Da notare nell’annuncio di Pistorius la caratteristica prosopopea occidentale: noi fissiamo sempre le date in cui la Storia deve svolgersi. E se il nemico decidesse di accelerare? In fondo ci ha anticipato nel passaggio a una economia di guerra a tutto vapore, mentre noi siano ancora fermi all’auto elettrica e alla caldaia green. Ma abbiamo deciso che il 2029 va bene; il nemico si adegui.

A che serve questa guerra? Che cosa si cerca quando ci si crede? Perché questa passione delle classi dirigenti occidentali per l’ignoranza, questo accanimento per non vedere? Cosa succede se si spegne la luce, pallido barlume dei nostri innumerevoli fantasmi e di una tenace e insensata mitologia della vittoria? Suprema autorità della stupidità dialettica la guerra, il rassegnarsi a uccidere, resta il modo antichissimo di risolvere le cose irrisolvibili o di credere di risolverle.

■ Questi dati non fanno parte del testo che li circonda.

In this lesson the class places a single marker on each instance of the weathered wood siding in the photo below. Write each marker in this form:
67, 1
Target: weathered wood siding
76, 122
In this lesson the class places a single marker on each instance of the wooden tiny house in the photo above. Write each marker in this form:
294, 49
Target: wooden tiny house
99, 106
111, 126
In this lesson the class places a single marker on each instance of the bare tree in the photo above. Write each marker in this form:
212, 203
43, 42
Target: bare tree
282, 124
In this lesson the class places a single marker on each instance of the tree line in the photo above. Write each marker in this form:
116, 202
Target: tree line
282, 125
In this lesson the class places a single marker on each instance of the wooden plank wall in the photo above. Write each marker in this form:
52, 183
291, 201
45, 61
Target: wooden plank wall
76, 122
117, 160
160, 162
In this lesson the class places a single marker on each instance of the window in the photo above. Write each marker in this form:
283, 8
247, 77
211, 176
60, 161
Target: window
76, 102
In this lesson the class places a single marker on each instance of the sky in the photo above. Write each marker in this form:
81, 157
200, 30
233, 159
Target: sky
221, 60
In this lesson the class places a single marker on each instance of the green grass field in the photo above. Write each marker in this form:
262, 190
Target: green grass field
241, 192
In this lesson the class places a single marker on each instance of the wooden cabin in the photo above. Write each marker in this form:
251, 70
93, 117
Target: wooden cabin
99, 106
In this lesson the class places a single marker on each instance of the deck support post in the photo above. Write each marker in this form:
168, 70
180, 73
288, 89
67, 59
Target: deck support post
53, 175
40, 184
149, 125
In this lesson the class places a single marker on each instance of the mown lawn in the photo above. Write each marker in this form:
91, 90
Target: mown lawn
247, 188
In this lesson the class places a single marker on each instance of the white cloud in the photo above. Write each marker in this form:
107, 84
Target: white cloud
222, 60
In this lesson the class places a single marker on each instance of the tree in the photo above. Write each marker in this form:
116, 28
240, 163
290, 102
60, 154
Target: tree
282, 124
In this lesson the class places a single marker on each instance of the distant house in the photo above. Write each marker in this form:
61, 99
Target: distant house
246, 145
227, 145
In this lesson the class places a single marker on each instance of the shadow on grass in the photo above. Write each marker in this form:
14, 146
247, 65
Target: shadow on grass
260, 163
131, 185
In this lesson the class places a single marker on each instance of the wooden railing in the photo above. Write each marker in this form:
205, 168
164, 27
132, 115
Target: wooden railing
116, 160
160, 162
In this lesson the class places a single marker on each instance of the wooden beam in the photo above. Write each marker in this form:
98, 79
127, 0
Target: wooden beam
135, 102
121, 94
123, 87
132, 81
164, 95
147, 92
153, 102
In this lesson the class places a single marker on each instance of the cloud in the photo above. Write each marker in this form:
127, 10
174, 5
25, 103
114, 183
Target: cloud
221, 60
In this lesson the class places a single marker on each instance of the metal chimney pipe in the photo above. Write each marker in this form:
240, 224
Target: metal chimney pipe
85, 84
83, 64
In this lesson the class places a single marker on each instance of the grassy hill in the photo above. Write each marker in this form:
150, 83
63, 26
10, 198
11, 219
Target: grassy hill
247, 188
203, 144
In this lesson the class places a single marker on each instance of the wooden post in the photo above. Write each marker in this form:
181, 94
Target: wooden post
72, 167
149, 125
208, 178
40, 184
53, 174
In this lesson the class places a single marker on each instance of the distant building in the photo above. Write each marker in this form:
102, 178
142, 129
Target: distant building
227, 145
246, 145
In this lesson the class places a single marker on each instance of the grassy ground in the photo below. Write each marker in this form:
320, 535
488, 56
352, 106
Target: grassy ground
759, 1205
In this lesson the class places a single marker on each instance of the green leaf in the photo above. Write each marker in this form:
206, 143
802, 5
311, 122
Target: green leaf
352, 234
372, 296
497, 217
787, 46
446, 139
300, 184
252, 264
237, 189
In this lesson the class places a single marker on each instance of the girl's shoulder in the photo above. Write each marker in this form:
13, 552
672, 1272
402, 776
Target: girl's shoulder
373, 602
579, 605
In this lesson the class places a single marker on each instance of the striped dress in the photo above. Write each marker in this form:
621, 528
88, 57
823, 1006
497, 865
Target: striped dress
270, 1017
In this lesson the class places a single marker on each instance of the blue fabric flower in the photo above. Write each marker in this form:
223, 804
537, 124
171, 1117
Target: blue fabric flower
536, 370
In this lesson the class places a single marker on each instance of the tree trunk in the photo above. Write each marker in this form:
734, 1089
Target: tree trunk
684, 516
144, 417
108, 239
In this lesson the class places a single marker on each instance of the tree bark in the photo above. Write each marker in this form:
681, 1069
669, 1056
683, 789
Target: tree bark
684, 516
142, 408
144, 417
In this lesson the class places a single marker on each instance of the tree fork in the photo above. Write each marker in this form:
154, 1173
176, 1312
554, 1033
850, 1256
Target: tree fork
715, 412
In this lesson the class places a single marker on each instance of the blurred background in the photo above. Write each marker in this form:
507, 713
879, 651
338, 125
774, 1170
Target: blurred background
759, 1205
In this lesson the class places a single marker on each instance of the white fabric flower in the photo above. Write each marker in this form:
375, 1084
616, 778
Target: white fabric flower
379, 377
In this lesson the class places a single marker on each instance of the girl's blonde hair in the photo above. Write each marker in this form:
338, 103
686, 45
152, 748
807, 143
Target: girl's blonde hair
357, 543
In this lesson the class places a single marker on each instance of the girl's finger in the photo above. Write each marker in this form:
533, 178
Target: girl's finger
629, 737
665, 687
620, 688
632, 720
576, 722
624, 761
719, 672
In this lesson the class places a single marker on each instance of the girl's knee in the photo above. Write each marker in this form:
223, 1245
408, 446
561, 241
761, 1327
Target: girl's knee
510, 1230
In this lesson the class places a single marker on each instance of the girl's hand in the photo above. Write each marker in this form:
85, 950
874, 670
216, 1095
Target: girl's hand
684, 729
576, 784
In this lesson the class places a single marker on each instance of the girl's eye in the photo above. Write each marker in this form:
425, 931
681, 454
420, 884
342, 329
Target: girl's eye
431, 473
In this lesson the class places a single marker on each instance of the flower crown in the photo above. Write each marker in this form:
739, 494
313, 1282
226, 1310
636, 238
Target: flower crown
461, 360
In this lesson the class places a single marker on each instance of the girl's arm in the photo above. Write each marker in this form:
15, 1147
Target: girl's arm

Per rispondere stiamo comodamente in germania. Esempio, a Düsseldorf. Qui ha sede la Rheinmetall. Storia tradizione affidabilità: ha lucrativamente fornito cannoni alle guerre tedesche sotto le bandiere del Kaiser e la croce uncinata di Adolf. Dal 1945 al 1956 fu un periodo sciagurato: produzione bellica vietata, si tirava avanti con i consumi innocui. Se sfogliate l’attuale catalogo non manca niente: munizioni cannoni carri armati. Sono la specialità più ghiotta e di successo. Alla Rheinmetall amano i felini, per battezzare i panzer che deliziavano Hitler e complici tirarono in ballo pantere e tigri.

A cui hanno aggiunto il Leopard. Ne stanno preparando una versione che dicono ganzissima: sarà pronta per la marcia su Mosca. Il calendario di Pistorius delizia i consigli di amministrazione: si può completare la progettazione avviare le catene di montaggio fare i test. Occupazione che cresce, affari sicuri, investenti a lungo termine, gli unici redditizi. Nel frattempo si farà digerire il ritorno della coscrizione, «nuova» annuncia Oscar, alla immemore generazione Erasmus. Un dettaglio: il gruppo Rheinmetall dal gennaio 2022 al 26 febbraio 2024 ha aumentato la capitalizzazione del 394%. È abbastanza chiaro?